Possession is the holding of something that does not necessarily belong to the ‘possessor’. It also denotes control over property. However, it is easier to define a term like possession in the context in which it is used because it has the potential to take different shapes and forms from one aspect of law to the other.

This was emphasised by Per Earle CJ in the ancient case of R v. Smith, where he stated that, “possession is one of the vaguest of all terms and shifts its meaning according to the subject matter to which it is applied-varying very much in its sense, as it is introduced either into civil or criminal proceeding.” This submission has been given further credence by Lord Parker CJ in the case of Towers & Co Ltd v Gray, when he said, “the meaning of (the term) ‘possession’ depends on the context in which it is used”.

Possession is the exercise of control over something to the exclusion of all others. Possession is also the exercise of dominion or power or control over a property or object. According to C. C. Wigwe, possession exists where a person can exercise general control of anobject or property to the exclusion of all then that is possession.

The Roman law of possession was a vague concept. However, certain advantages were attached to the possessor and they include: (a) that possession was prima facie evidence of ownership, (b) that possession was the basis of certain remedies, (c) that possession was an important condition in the acquisition of ownership, and (d) that in the law of pledge, possession of the thing pledged constituted the creditor’s security without any presumption of ownership.

Theories of Possession

Different jurists have made several submissions on the meaning of the term ‘possession’ and its ambit. Some of the include Savigny, Salmond, Goodhart, Holmes, Jhering, Pollock, and Maine. These submissions have also been criticised on relevant grounds.

Savigny’s Theory of Possession

Friedrich Carl von Savigny, based on the text written by the Roman jurist, Paul, published his masterpiece on the concept of possession in 1803. He postulated that possession consists of two elements which are corpus possessionis (effective control) and animus domini which means the intention to hold as owner. He contends that these two elements must coexist simultaneously for possession to exist. And if either of them is lost, then possession is lost.

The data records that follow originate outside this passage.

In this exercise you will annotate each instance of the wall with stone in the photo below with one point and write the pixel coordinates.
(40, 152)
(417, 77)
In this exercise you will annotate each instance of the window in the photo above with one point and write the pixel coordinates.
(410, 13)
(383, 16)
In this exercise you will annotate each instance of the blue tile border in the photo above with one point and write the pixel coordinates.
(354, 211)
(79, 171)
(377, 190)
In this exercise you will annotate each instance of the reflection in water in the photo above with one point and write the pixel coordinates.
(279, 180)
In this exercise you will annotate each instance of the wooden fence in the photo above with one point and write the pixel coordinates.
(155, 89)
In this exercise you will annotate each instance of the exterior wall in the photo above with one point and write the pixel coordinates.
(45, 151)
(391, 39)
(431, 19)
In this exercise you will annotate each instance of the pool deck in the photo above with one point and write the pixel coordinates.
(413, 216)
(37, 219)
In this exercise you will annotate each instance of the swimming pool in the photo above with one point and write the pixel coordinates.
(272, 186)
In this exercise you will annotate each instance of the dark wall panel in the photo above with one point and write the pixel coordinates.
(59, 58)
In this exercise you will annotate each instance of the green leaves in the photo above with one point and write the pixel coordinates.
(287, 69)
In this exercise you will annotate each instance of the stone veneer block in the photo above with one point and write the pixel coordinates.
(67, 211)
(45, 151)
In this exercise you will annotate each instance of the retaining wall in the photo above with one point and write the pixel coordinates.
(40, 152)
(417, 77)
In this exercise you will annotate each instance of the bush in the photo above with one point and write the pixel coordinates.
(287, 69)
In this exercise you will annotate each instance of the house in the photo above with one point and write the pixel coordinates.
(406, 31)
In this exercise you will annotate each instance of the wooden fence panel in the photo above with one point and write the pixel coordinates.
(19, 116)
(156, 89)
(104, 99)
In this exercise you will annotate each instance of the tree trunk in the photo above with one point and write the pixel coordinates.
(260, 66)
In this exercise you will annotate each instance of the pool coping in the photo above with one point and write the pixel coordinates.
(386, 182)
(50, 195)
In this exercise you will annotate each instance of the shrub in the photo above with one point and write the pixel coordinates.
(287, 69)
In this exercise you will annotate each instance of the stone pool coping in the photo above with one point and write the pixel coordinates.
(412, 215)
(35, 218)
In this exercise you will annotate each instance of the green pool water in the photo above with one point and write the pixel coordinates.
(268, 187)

However, Savigny’s postulations have been criticised on a number of facts. First, that his theory, which he claimed to have been based on Roman law does not truly reflect the position of Roman law of possession. Also, he failed to define the timeframe which constitutes “permanent” loss of either corpus possessionis or animus domini. Moreover, he erroneously concluded that corpus and animus are always needed for possession to exist, when in fact, possession can continue without them.

Salmond’s Theory on Possession

According to Dias, Salmond’s theory on possession was the first in the field of possession as a jurisprudential topic.In his book titled, ‘Jurispredence’, he distinguished between “possession in fact” and “possession in law”. He asserted that the former is a “conception” while the latter is a fiction. For Salmond, the possession of a material object is the continuing exercise of a claim to the exclusive use of it. Thus, possession involves two things: (1) claim of exclusive user; and (2) conscious or actual exercise of this claim, that is, physical control over it. The former is the mental element called as animus possessionis and the latter is the physical element called as corpus possidendi.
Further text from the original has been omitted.